De Heer heeft niet alleen verklaard dat Hij blij is met de taak van de overheid. Hij heeft bovendien de waardigheid van die taak genoemd met heel eervolle lofprijzingen en wonderlijk bij ons aangeprezen. Ik zal er een paar noemen.
Degenen die een overheidsfunctie vervullen worden ‘goden’ genoemd. Exodus 22:8 (22:7); Psalm 82:1-6 Dan moet je niet denken dat die aanduiding weinig te betekenen heeft. Want het maakt duidelijk dat hun opdracht van God komt, dat ze goddelijk gezag hebben gekregen en volledig God vertegenwoordigen en in zekere zin zijn plaatsvervangers zijn. Dat heb ik niet zelf verzonnen. Zo legt Christus het uit. Hij zegt: ‘De Schrift noemt degenen tot wie Gods Woord gekomen is goden.’ Johannes 10:35 Wat betekent dat anders dan dat God hun iets heeft opgedragen, zodat ze Hem zouden dienen in hun functie en – zoals Mozes en Josafat zeiden tegen de rechters die zij aanstelden in alle steden van Juda – recht zouden spreken niet voor de mens, maar voor God? Deuteronomium 1:16-17; 2 Kronieken 19:6
Daarop slaat ook wat Gods wijsheid zegt via de mond van Salomo: dat het zijn werk is dat koningen regeren en adviseurs rechtvaardigheid voorstellen, dat vorsten gezag uitoefenen en alle rechters van de aarde het goede doen. Spreuken 8:15-16 Want dat betekent hetzelfde alsof er gezegd werd dat het niet door de slechtheid van de mensen komt dat het gezag over alle dingen op aarde bij koningen en andere vorsten ligt, maar door Gods voorzienigheid en zijn heilige bepaling. Hij vond het goed dat de zaken van de mensen zo bestuurd worden. Want Hij helpt hen, ja leidt hen bij het maken van wetten en het spreken van recht.

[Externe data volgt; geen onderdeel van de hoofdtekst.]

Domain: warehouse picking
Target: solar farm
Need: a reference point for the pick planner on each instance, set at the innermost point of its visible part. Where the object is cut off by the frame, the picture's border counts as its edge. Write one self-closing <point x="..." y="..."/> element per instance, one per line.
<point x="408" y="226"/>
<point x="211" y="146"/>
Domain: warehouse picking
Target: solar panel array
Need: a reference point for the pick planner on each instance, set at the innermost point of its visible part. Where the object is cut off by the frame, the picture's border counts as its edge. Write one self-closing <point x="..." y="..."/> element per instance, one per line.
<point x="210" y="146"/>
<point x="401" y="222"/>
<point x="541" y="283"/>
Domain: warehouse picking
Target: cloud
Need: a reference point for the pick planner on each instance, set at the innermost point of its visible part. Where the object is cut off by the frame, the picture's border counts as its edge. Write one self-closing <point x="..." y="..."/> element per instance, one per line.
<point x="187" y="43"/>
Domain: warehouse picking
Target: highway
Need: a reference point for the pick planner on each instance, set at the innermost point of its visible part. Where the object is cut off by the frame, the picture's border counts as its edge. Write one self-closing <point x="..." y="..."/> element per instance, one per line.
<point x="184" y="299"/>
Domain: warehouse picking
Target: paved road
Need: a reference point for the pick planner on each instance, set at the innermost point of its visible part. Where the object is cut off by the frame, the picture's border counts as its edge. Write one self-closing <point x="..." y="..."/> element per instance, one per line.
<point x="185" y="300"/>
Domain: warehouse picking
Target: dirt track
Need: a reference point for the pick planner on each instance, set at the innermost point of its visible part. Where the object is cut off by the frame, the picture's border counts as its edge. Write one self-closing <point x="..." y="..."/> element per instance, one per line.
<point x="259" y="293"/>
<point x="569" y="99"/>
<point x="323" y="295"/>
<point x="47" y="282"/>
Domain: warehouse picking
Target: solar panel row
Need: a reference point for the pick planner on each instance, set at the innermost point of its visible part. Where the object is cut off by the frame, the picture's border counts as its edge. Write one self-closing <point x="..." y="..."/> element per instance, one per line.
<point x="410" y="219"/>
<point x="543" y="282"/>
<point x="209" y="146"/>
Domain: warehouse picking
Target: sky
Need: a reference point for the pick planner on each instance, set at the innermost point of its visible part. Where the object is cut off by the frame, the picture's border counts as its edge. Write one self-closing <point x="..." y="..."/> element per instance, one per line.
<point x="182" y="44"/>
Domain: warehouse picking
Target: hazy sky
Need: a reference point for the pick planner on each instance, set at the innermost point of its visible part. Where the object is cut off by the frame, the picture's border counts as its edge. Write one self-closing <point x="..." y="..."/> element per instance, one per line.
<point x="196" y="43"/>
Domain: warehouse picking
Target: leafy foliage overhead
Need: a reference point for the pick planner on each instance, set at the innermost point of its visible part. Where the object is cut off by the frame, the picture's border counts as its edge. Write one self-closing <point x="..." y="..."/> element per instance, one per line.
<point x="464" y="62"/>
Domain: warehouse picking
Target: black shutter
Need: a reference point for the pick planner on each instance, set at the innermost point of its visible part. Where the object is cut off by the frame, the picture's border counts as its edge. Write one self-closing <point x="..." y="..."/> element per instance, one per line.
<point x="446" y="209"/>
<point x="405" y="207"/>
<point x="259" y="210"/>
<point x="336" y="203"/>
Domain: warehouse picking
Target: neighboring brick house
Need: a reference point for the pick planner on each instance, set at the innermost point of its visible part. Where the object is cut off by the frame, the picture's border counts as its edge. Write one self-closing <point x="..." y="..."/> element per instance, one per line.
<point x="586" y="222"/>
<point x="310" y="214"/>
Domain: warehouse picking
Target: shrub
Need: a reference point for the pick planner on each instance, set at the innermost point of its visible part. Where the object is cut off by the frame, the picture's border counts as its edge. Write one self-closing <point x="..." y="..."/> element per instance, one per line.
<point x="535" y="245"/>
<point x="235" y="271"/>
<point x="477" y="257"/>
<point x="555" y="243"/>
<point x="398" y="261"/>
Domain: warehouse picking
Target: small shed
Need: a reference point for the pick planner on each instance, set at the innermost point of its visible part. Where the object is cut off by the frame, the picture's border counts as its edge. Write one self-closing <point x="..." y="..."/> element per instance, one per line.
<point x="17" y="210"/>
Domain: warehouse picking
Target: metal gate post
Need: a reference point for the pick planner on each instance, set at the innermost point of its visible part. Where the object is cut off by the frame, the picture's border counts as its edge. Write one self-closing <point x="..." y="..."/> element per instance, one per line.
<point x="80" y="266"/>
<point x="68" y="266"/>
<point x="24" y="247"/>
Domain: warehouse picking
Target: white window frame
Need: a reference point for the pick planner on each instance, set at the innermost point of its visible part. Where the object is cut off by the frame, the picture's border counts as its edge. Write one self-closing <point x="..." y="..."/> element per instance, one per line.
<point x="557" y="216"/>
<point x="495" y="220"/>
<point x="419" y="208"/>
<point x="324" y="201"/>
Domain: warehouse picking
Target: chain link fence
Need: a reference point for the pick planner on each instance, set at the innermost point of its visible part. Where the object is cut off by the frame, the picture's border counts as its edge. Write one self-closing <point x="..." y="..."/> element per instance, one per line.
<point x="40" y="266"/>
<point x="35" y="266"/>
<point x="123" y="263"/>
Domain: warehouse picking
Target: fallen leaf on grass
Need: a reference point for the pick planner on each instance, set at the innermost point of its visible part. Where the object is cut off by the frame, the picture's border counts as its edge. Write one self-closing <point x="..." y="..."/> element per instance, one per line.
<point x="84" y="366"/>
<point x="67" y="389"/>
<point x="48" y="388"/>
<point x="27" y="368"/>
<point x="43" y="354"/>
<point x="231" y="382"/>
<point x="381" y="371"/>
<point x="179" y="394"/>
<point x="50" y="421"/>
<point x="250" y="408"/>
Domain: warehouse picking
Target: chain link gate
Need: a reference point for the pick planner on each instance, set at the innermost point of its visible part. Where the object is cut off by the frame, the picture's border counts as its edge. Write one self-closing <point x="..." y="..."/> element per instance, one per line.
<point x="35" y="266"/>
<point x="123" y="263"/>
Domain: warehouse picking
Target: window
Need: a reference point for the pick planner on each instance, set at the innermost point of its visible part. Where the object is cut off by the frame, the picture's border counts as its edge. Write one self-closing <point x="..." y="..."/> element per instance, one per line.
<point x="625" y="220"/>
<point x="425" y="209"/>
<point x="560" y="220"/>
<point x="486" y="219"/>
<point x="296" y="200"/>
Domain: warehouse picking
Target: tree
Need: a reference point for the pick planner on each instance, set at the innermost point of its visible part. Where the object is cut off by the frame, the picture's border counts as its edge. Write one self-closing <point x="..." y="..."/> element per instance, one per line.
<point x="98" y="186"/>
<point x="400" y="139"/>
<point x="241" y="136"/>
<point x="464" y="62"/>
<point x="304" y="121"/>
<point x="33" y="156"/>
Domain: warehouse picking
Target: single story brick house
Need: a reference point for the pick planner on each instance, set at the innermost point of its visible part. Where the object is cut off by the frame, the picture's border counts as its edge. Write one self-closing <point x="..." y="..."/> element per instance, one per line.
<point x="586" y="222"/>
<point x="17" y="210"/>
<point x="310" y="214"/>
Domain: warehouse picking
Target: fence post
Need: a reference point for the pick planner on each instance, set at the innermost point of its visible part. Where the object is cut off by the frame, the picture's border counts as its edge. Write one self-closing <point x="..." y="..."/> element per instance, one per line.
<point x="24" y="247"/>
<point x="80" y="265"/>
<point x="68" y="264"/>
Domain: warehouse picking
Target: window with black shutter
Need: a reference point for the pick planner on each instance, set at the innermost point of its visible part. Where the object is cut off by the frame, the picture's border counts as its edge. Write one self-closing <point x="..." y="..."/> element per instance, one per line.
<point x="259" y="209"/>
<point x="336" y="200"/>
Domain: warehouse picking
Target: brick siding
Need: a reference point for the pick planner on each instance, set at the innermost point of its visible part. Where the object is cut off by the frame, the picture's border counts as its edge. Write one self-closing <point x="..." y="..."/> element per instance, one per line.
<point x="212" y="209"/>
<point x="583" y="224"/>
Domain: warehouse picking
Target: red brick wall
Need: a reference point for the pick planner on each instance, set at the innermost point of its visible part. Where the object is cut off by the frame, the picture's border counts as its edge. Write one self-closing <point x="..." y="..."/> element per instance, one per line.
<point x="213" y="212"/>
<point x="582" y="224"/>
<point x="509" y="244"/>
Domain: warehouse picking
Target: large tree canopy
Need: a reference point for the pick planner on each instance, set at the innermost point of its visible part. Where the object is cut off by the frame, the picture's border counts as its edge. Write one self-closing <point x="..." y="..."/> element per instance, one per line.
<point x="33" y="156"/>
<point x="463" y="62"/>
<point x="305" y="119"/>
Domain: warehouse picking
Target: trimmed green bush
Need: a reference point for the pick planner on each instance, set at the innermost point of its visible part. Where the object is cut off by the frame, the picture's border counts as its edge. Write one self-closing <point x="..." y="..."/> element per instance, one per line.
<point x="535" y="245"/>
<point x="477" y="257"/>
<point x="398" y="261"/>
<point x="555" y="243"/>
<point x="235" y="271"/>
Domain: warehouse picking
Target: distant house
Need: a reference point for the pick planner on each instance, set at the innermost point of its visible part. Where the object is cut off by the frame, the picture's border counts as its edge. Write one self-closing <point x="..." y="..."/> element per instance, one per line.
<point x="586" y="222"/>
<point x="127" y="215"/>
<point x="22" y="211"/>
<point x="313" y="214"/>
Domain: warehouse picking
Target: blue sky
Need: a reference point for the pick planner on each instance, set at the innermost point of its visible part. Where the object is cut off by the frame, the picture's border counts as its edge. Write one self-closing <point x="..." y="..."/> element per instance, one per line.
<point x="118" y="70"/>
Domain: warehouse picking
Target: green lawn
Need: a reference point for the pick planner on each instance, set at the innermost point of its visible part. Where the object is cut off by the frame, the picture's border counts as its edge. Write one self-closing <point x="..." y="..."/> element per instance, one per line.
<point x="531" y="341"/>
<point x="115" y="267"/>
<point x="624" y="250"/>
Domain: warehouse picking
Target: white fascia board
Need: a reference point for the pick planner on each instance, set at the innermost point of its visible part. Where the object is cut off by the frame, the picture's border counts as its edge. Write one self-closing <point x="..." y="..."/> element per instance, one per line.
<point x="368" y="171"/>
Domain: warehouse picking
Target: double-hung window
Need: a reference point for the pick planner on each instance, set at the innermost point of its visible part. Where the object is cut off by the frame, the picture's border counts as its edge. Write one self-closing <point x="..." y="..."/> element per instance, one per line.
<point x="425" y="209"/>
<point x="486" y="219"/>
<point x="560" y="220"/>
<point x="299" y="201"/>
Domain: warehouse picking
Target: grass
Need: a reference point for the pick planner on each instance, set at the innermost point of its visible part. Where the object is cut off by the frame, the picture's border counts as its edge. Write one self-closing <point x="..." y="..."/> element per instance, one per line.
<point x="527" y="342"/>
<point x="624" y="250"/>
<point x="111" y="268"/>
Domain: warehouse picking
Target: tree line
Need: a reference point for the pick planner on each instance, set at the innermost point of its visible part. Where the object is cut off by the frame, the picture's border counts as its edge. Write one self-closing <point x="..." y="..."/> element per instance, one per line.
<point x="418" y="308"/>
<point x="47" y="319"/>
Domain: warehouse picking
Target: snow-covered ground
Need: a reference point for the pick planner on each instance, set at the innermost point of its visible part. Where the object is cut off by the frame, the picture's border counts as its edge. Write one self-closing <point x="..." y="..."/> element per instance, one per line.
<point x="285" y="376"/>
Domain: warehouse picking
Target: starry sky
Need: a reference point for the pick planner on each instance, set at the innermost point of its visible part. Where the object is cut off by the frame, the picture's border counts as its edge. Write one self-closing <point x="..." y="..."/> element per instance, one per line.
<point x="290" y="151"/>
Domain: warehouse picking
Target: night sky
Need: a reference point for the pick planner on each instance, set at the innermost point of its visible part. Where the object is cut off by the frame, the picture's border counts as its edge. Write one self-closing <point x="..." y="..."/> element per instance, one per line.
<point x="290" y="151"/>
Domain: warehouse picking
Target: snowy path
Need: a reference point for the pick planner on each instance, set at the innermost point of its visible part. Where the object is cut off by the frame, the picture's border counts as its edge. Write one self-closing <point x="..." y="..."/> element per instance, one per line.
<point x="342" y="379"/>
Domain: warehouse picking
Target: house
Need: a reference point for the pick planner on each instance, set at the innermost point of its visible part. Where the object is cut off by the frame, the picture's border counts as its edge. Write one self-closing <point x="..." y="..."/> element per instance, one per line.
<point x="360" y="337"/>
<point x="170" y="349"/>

Ook Paulus leert dat duidelijk. Hij noemt mensen die leiding geven als één van Gods gaven, die Christus’ dienaren tot opbouw van de kerk moeten gebruiken, volgens de variatie aan genade die op allerlei manieren wordt uitgedeeld. Romeinen 12:8 Eigenlijk heeft hij het daar over de vergadering van serieuze mannen die in de eerste kerk werden aangesteld om de leiding te hebben over de openbare discipline. Die taak noemt hij in de brief aan de Korinthiërs ‘regeren’. 1 Korinthiërs 12:28 Maar we zien dat de burgerlijke regering hetzelfde doel heeft. Daarom is er toch geen twijfel aan dat hij ons elke vorm van rechtvaardig regeren aanprijst.
Maar hij spreekt nog veel duidelijker als hij het expliciet over dit onderwerp heeft. Want hij leert dat macht door God bepaald is en dat er geen machten zijn die niet door Hem bepaald zijn. En dat vorsten Gods dienaren zijn, om te prijzen wie goed doen en te straffen wie kwaad doen. Romeinen 13:1-4
Daarbij komen nog voorbeelden van heilige mannen. Sommigen van hen waren aangesteld als koning, zoals David, Josia en Hizkia. Anderen als stadhouder, zoals Jozef en Daniël. Weer anderen als burgerlijke aanvoerder over een vrij volk, zoals Mozes en de richters. Van hun functies heeft de Heer verklaard dat Hij er blij mee was. Daarom mag niemand er meer aan twijfelen dat burgerlijke macht een roeping is die niet alleen voor God heilig en legitiem is, maar ook zeer gewijd en in heel het leven van stervelingen verreweg het meest eervol van alle roepingen.